L'histoire est originale, les qualités littéraires du roman indéniables et je me suis rapidement laissée entraînée par les deux personnages clés du livre. Mr Norrell est un magicien qui souhaite rétablir la magie anglaise, Jonathan Strange, son disciple, plus ambitieux, va quelque peu chambouler les plans trop sages du vieux maître.
Je suis d'accord avec la plupart des critiques qui clament que le livre a le parfum des oeuvres de
Jane Austen, que c'est également un livre d'aventures et un roman fantastique. La seule chose qui m'agace, c'est la critique du Times Magazine qui n'hésite pas à comparer l'oeuvre de Clarke avec celle de
Tolkien. C'est aller un peu vite en besogne...

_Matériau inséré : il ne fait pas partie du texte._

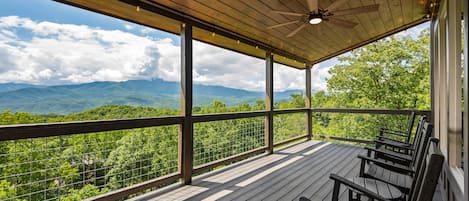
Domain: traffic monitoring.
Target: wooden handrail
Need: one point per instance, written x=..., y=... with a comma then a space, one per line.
x=291, y=110
x=25, y=131
x=371, y=111
x=227, y=116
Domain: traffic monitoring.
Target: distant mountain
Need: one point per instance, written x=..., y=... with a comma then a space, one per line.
x=15, y=86
x=64, y=99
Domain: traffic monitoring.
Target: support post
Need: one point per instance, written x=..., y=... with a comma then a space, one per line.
x=453, y=53
x=185, y=155
x=466, y=102
x=309, y=114
x=269, y=102
x=432, y=73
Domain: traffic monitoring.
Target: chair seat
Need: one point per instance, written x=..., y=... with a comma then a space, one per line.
x=396, y=144
x=399, y=155
x=402, y=181
x=381, y=188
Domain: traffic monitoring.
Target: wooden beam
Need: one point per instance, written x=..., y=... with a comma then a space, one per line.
x=184, y=17
x=186, y=134
x=309, y=114
x=269, y=102
x=453, y=66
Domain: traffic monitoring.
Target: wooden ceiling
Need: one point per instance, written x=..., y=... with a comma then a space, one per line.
x=241, y=25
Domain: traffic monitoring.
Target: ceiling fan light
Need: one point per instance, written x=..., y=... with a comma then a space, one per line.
x=315, y=19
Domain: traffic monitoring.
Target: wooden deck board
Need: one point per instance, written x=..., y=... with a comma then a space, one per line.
x=298, y=170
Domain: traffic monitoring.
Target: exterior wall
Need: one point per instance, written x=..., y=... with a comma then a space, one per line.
x=447, y=96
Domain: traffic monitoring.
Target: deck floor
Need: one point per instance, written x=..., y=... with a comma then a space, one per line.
x=289, y=173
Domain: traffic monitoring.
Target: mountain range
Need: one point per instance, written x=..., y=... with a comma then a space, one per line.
x=64, y=99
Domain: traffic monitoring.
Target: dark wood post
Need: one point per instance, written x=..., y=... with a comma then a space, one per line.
x=466, y=103
x=186, y=130
x=269, y=102
x=309, y=114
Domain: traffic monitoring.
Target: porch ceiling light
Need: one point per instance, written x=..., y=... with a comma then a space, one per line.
x=315, y=19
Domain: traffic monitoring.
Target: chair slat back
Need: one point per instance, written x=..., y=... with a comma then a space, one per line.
x=424, y=184
x=419, y=153
x=411, y=126
x=419, y=134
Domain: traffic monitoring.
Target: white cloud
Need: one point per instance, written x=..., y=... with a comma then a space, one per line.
x=129, y=27
x=65, y=53
x=217, y=66
x=52, y=53
x=414, y=31
x=319, y=76
x=288, y=78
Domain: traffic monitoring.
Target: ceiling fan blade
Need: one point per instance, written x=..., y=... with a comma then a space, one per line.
x=342, y=23
x=286, y=13
x=357, y=10
x=283, y=24
x=312, y=5
x=296, y=30
x=335, y=5
x=318, y=30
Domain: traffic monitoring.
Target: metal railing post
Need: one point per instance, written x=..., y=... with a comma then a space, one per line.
x=185, y=148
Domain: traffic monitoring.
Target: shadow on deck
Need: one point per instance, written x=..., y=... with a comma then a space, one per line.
x=298, y=170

Certes on y parle de magiciens, du côté obscur de la Force, et même d'anneaux du pouvoir (très brièvement) mais la comparaison s'arrête là.
Le roman évoque aussi bien l'univers de
Jane Austen, par la foule de détails sur la vie de la petite noblesse anglaise, que celui de
Stevenson. Il y a du Dr Jekyll et Mr Hyde chez Strange et Norrell qui représentent les deux faces d'une même pièce. En revanche, je peux comprendre la déception de ceux qui pensaient lire un livre de Fantasy.
La légende du roi Corbeau qui domine jusqu'à présent est issue à la fois du folklore anglais et de la mythologie nordique, où le corbeau est le messager des morts. Pas de lutin ou de fée éthérée, pas d'elfe non plus ou de gnomes mais des serviteurs du roi corbeau semblables à des fantômes et des lieux empreints de magie noire qui donnent une atmosphère parfois lugubre au roman. Pas de duels de magiciens (enfin pour l'instant), pas de dragon à combattre...
Alors, que dire de cet événement de la littérature de fantasy. D'abord que cela reste une bonne surprise. Les personnages secondaires, je pense notamment à Childermass, Vinculus, sont pour certains très attachants alors que d'autres sont un peu sous-exploités, comme Stephen Black. J'ai bien aimé aussi la personnalité de Wellington.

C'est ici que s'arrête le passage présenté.